LDNET: Semantic Segmentation Of High-Resolution Images Via Learnable Patch Proposal And Dynamic Refinement

Yuyang Ji, Lianlei Shan

Published: 01 Jan 2024, Last Modified: 05 Feb 2025ICME 2024EveryoneRevisionsBibTeXCC BY-SA 4.0

Abstract: Due to the requirement of large GPU memory, semantic segmentation of ultra-high-resolution images faces many challenges. Previous methods are to downsample or crop into patches to fit the GPU’s memory limitations, which results in the loss of detailed information or context. To solve this problem, we propose a multi-branch network called Learnable Patch Proposal and Dynamic Refinement Network (LD-Net) specifically for semantic segmentation of high-resolution aerial images.
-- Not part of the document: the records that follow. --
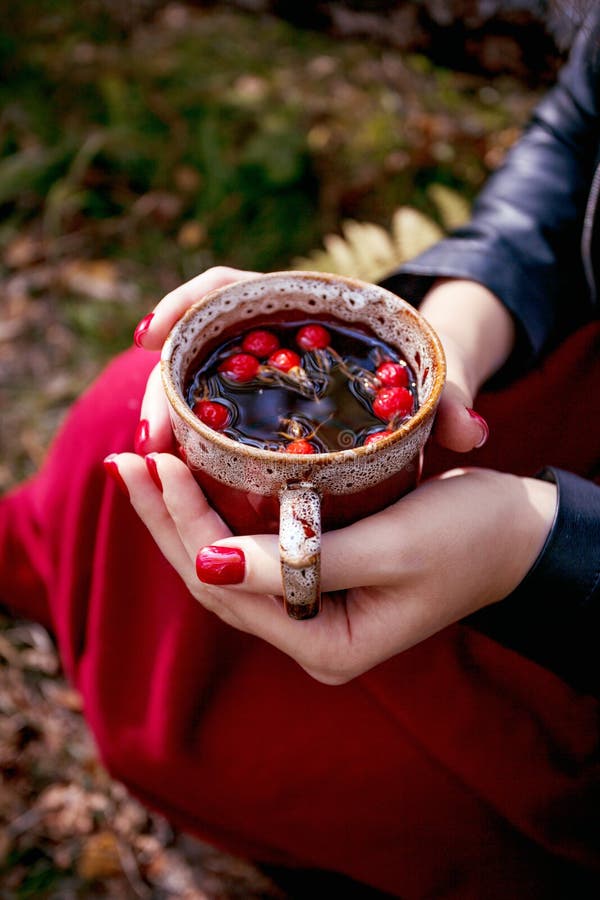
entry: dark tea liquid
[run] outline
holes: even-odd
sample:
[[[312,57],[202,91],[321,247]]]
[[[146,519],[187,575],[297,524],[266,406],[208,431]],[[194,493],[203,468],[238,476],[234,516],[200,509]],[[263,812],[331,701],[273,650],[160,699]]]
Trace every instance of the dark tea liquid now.
[[[357,328],[297,320],[248,328],[192,367],[202,421],[263,450],[326,453],[392,433],[418,408],[414,373]]]

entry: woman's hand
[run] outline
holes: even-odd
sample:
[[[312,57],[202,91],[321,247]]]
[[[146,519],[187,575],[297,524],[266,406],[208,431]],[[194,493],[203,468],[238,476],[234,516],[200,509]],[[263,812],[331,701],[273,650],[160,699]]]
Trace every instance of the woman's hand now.
[[[258,274],[227,266],[207,269],[163,297],[135,329],[135,343],[144,350],[160,350],[173,325],[205,294]],[[171,447],[169,408],[162,388],[160,366],[156,365],[150,373],[144,392],[136,436],[136,451],[143,455],[152,451],[168,451]]]
[[[326,684],[349,681],[509,594],[537,558],[556,504],[553,484],[486,469],[427,481],[323,535],[323,609],[296,621],[279,596],[277,536],[232,536],[170,454],[152,454],[149,469],[131,453],[111,460],[193,597]]]
[[[433,439],[461,453],[481,447],[489,430],[473,403],[481,385],[510,355],[515,340],[512,316],[482,284],[458,278],[436,282],[419,312],[437,332],[446,354],[446,384]]]

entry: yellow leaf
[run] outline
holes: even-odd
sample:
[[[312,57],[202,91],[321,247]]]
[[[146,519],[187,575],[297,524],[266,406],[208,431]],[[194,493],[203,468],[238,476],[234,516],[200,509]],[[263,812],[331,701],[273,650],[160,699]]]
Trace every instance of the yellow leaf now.
[[[392,216],[392,233],[399,264],[422,253],[444,236],[439,225],[410,206],[401,206],[396,210]]]
[[[432,219],[402,206],[392,216],[391,231],[373,222],[346,219],[341,235],[326,235],[325,249],[295,259],[293,267],[376,282],[443,236]]]
[[[394,243],[380,225],[348,220],[342,230],[355,260],[354,274],[366,281],[376,281],[396,261]]]
[[[350,275],[356,268],[356,260],[352,247],[339,234],[327,234],[323,240],[325,249],[334,266],[333,271],[340,275]]]
[[[458,191],[444,184],[431,184],[427,193],[438,208],[440,218],[448,231],[459,228],[471,215],[470,204]]]

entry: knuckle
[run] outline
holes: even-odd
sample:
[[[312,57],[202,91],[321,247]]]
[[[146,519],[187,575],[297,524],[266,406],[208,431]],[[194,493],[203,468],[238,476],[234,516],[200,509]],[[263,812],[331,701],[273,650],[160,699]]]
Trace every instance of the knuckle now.
[[[327,663],[323,664],[315,664],[310,663],[307,665],[303,665],[302,668],[311,678],[314,678],[315,681],[320,682],[321,684],[326,684],[331,687],[336,687],[342,684],[348,684],[349,681],[352,681],[353,678],[359,674],[359,672],[355,671],[352,666],[346,665],[328,665]]]
[[[218,278],[220,280],[230,280],[236,274],[236,270],[232,269],[231,266],[212,266],[208,272],[211,277]]]

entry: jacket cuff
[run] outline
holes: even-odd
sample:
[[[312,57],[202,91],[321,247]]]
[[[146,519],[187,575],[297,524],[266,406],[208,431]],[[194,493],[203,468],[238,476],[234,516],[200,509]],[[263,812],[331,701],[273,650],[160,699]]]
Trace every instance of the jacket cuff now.
[[[536,477],[558,487],[556,518],[517,590],[559,592],[585,610],[600,598],[600,486],[552,466]]]
[[[543,288],[521,269],[515,254],[481,237],[449,237],[380,281],[382,287],[418,306],[437,278],[465,278],[485,285],[506,306],[521,333],[519,355],[530,363],[542,352],[552,328]]]
[[[558,486],[546,543],[518,587],[465,624],[600,697],[600,486],[552,467],[537,477]]]

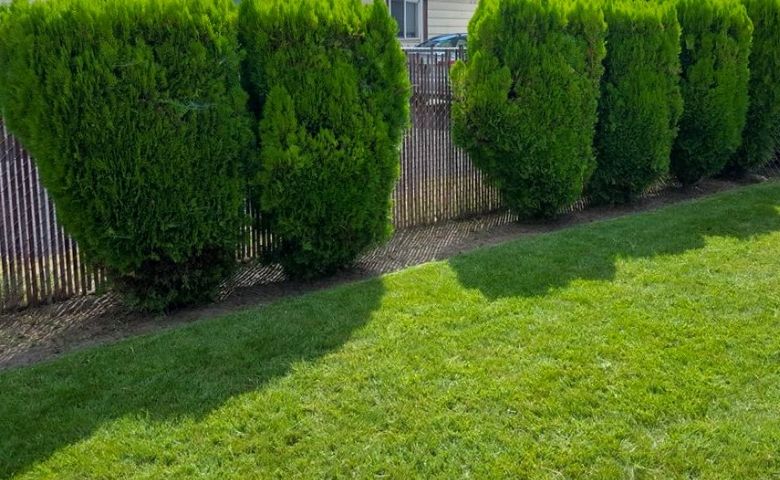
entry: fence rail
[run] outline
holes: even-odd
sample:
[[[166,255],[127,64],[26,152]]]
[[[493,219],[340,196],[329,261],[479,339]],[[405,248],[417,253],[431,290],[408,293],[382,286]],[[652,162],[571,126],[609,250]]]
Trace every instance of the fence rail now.
[[[450,65],[463,49],[408,49],[413,85],[411,126],[400,155],[394,223],[404,229],[495,211],[500,201],[455,147],[450,133]],[[258,212],[238,256],[257,258],[273,248]],[[57,223],[38,170],[0,120],[0,311],[94,292],[104,282],[82,260]]]

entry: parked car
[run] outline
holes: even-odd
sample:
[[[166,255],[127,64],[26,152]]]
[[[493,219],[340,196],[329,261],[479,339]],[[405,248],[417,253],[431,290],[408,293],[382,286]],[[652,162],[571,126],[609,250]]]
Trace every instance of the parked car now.
[[[466,34],[438,35],[404,50],[409,59],[409,73],[417,97],[413,103],[446,103],[450,96],[449,70],[458,59],[465,56]]]
[[[413,50],[424,63],[449,63],[451,65],[460,58],[459,53],[465,51],[466,37],[465,33],[437,35],[420,43]]]
[[[466,46],[465,33],[449,33],[447,35],[437,35],[417,45],[417,48],[459,48]]]

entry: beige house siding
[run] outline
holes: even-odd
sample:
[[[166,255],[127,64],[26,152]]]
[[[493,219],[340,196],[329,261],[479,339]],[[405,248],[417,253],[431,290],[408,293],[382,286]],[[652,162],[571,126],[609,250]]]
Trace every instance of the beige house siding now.
[[[479,0],[420,0],[421,36],[402,39],[404,45],[415,45],[427,38],[445,33],[466,33]],[[373,0],[363,0],[372,3]],[[427,23],[426,23],[427,21]],[[427,35],[426,35],[427,34]]]
[[[477,0],[428,0],[428,37],[466,33]]]

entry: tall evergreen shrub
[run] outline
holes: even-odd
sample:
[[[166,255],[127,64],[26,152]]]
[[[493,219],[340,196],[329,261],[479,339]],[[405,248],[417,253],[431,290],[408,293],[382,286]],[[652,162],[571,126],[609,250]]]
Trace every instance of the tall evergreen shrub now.
[[[679,0],[683,116],[671,170],[684,184],[720,172],[742,143],[752,24],[738,0]]]
[[[16,2],[0,105],[58,218],[141,308],[209,298],[234,264],[251,131],[231,0]]]
[[[735,173],[766,165],[780,147],[780,0],[742,3],[753,21],[753,46],[746,128],[729,165]]]
[[[482,0],[469,24],[455,139],[522,216],[555,215],[593,171],[605,33],[598,8],[557,0]]]
[[[396,29],[381,0],[241,5],[251,181],[290,275],[333,271],[391,232],[410,92]]]
[[[669,172],[682,113],[680,24],[668,3],[611,2],[604,16],[598,166],[588,190],[596,201],[621,203]]]

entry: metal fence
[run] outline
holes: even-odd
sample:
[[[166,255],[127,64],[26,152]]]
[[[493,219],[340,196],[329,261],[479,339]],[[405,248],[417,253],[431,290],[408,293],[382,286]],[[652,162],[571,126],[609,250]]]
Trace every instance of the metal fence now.
[[[404,229],[495,211],[500,202],[452,142],[450,65],[463,49],[408,49],[411,126],[401,149],[394,222]],[[258,212],[238,256],[273,248]],[[0,121],[0,311],[94,292],[104,281],[57,223],[34,162]]]

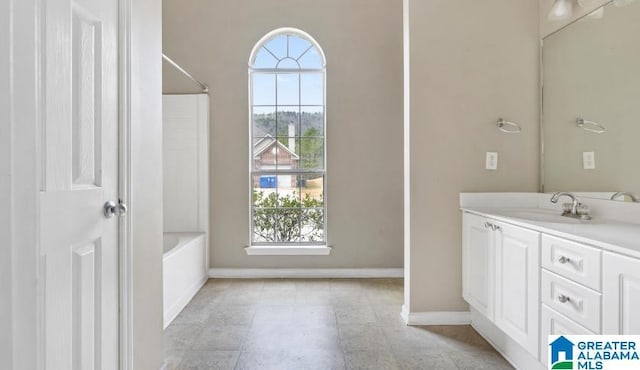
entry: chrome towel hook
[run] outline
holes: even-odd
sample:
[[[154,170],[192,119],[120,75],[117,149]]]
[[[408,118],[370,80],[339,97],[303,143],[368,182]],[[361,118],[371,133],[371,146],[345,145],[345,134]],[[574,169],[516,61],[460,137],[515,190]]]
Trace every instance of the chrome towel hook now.
[[[593,132],[595,134],[604,134],[604,126],[598,122],[586,121],[581,117],[576,119],[576,124],[578,127],[585,131]]]
[[[497,121],[498,130],[506,132],[507,134],[519,134],[522,132],[522,127],[519,124],[505,121],[502,118],[498,118]]]

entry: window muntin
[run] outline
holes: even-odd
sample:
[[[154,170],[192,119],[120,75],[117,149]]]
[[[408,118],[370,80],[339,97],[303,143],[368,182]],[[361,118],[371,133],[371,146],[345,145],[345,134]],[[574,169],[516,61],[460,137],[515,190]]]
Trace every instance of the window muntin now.
[[[276,30],[254,47],[251,245],[326,244],[325,72],[302,31]]]

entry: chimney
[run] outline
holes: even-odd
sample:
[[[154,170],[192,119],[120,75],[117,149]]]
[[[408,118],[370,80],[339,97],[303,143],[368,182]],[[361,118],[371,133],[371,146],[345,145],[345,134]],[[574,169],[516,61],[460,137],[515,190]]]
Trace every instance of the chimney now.
[[[296,152],[296,125],[295,123],[289,123],[289,150],[293,153]]]

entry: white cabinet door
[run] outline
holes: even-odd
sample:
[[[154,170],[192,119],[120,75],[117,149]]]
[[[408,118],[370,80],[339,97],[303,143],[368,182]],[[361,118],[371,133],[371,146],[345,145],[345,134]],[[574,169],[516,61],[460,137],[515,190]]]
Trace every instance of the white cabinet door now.
[[[465,213],[462,218],[462,296],[473,308],[493,320],[494,247],[488,220]]]
[[[603,253],[603,334],[640,334],[640,260]]]
[[[103,205],[118,198],[118,0],[43,5],[43,336],[34,348],[44,369],[117,369],[118,219]]]
[[[538,357],[540,233],[494,222],[495,324]]]

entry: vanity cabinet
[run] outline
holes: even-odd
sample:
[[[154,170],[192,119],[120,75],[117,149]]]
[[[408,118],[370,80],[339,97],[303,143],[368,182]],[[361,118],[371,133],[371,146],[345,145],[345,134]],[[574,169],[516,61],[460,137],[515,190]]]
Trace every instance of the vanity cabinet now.
[[[550,197],[460,195],[470,323],[516,369],[548,368],[549,335],[640,335],[640,207],[584,221]]]
[[[494,323],[538,356],[540,233],[500,222],[495,230]]]
[[[542,234],[540,362],[548,358],[548,336],[601,333],[602,252]]]
[[[604,334],[640,334],[640,259],[604,252]]]
[[[465,213],[462,228],[462,296],[478,312],[493,320],[493,231],[486,218],[470,213]]]
[[[640,258],[509,220],[463,213],[462,291],[516,367],[546,367],[551,334],[640,334]]]
[[[540,233],[463,215],[463,297],[538,356]]]

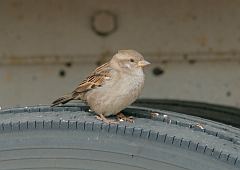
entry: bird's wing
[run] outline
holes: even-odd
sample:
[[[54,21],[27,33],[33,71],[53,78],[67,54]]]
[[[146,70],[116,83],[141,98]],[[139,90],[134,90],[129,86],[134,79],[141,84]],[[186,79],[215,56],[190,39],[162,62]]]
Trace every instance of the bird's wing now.
[[[111,67],[109,63],[105,63],[94,70],[94,72],[88,76],[78,87],[72,92],[73,96],[78,96],[80,93],[87,92],[102,86],[105,81],[111,79],[110,74]]]

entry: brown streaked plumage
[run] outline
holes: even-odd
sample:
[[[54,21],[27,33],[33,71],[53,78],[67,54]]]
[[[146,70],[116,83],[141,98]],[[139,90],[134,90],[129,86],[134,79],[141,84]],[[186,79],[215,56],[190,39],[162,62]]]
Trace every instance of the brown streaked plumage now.
[[[107,123],[105,116],[116,115],[134,102],[144,85],[143,67],[150,64],[134,50],[120,50],[99,66],[71,93],[60,97],[52,106],[71,100],[83,100]]]

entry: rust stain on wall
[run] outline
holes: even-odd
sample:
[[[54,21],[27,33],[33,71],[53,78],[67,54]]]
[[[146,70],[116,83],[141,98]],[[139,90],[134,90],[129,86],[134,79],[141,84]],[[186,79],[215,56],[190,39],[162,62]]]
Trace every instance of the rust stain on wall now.
[[[13,2],[11,3],[11,6],[12,6],[13,8],[19,8],[19,7],[22,6],[22,1],[18,1],[18,0],[13,1]]]
[[[206,35],[200,35],[196,38],[196,41],[199,45],[202,47],[205,47],[208,45],[208,37]]]
[[[11,73],[6,72],[6,73],[4,74],[4,81],[9,82],[9,81],[11,81],[11,80],[12,80],[12,75],[11,75]]]

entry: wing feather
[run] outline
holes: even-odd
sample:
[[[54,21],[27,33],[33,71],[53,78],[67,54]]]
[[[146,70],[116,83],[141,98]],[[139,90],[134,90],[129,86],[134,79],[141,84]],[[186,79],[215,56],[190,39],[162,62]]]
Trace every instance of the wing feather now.
[[[102,86],[105,81],[111,79],[111,67],[109,63],[105,63],[94,70],[94,72],[82,81],[78,87],[72,92],[73,96],[78,96],[80,93],[87,92]]]

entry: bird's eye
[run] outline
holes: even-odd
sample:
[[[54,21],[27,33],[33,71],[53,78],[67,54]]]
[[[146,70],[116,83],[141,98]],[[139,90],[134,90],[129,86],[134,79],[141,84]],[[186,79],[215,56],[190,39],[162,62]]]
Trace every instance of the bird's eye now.
[[[131,58],[131,59],[130,59],[130,62],[134,62],[134,59]]]

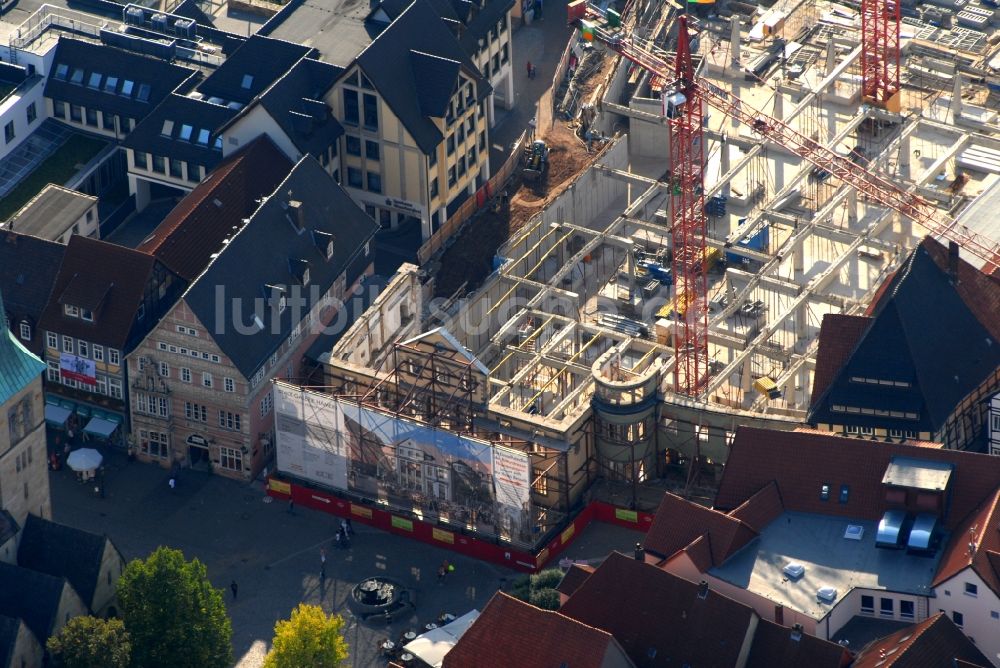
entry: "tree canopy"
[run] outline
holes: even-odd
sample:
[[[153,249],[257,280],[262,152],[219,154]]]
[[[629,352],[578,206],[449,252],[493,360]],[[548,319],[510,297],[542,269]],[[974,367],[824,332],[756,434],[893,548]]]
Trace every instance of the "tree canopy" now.
[[[274,625],[264,668],[337,668],[347,659],[343,627],[342,617],[328,615],[318,605],[299,604],[291,619]]]
[[[46,643],[52,668],[128,668],[132,643],[120,619],[74,617]]]
[[[222,590],[212,587],[197,559],[157,548],[136,559],[118,580],[122,620],[132,638],[132,664],[142,668],[227,668],[232,624]]]

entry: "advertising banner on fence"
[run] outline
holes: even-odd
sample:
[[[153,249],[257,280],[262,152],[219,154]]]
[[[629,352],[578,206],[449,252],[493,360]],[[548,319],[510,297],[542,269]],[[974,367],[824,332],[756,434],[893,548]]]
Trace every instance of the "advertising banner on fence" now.
[[[343,415],[333,397],[274,387],[278,470],[347,489]]]
[[[530,532],[531,460],[528,453],[493,446],[493,488],[497,523],[502,532],[520,538]]]

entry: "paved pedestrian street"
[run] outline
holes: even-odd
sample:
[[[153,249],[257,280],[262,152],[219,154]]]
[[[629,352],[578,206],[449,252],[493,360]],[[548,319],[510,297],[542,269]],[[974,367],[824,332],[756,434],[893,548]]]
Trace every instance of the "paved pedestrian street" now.
[[[126,559],[145,557],[157,546],[167,545],[204,562],[229,607],[239,668],[261,665],[275,621],[287,618],[300,601],[344,615],[351,646],[347,665],[380,666],[376,651],[380,640],[422,629],[442,612],[482,610],[505,579],[517,575],[358,522],[350,549],[338,549],[333,537],[339,518],[304,508],[290,515],[287,504],[267,502],[259,483],[247,485],[185,469],[171,492],[166,469],[127,463],[118,453],[108,455],[107,461],[104,499],[67,469],[50,473],[53,518],[108,534]],[[592,525],[570,546],[567,556],[598,558],[609,549],[630,553],[637,536],[617,527]],[[323,548],[325,580],[320,578]],[[445,559],[455,571],[439,584],[437,569]],[[415,614],[388,628],[383,622],[359,623],[347,609],[346,597],[354,584],[373,574],[413,587]],[[233,581],[239,588],[235,600],[230,591]]]

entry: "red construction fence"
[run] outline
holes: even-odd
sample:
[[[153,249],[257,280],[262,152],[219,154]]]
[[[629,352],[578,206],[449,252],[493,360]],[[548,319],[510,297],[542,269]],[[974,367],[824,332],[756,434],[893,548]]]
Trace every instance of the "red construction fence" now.
[[[313,489],[275,476],[268,478],[267,493],[276,499],[291,499],[297,506],[322,510],[338,517],[350,517],[352,522],[361,522],[382,531],[413,538],[524,573],[534,573],[544,568],[547,563],[559,556],[574,538],[583,533],[591,521],[617,524],[642,532],[649,530],[653,523],[653,516],[650,513],[618,508],[603,501],[591,501],[566,528],[533,554],[430,522],[405,517],[389,510],[355,503],[332,492]]]

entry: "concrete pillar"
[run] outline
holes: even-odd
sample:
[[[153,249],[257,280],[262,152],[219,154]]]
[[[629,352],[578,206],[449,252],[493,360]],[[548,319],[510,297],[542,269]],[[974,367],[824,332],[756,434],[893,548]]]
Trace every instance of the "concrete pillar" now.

Instead of simply putting all patches into the network for fusion, we calculate the uncertainties of each patch to select the most valuable ones to avoid invalid operations, thus improving efficiency. As for accuracy, we propose a module called Dynamic Refinement. This module uses global features (from downsampling images) as queries and local features (from patches) as keys and values when fusing features. Vice versa can also be established. In this way, different types of features can be effectively integrated. Experimental results show that our method achieves remarkable improvements over the previous state-of-the-art methods on two benchmark datasets DeepGlobe and ISIC.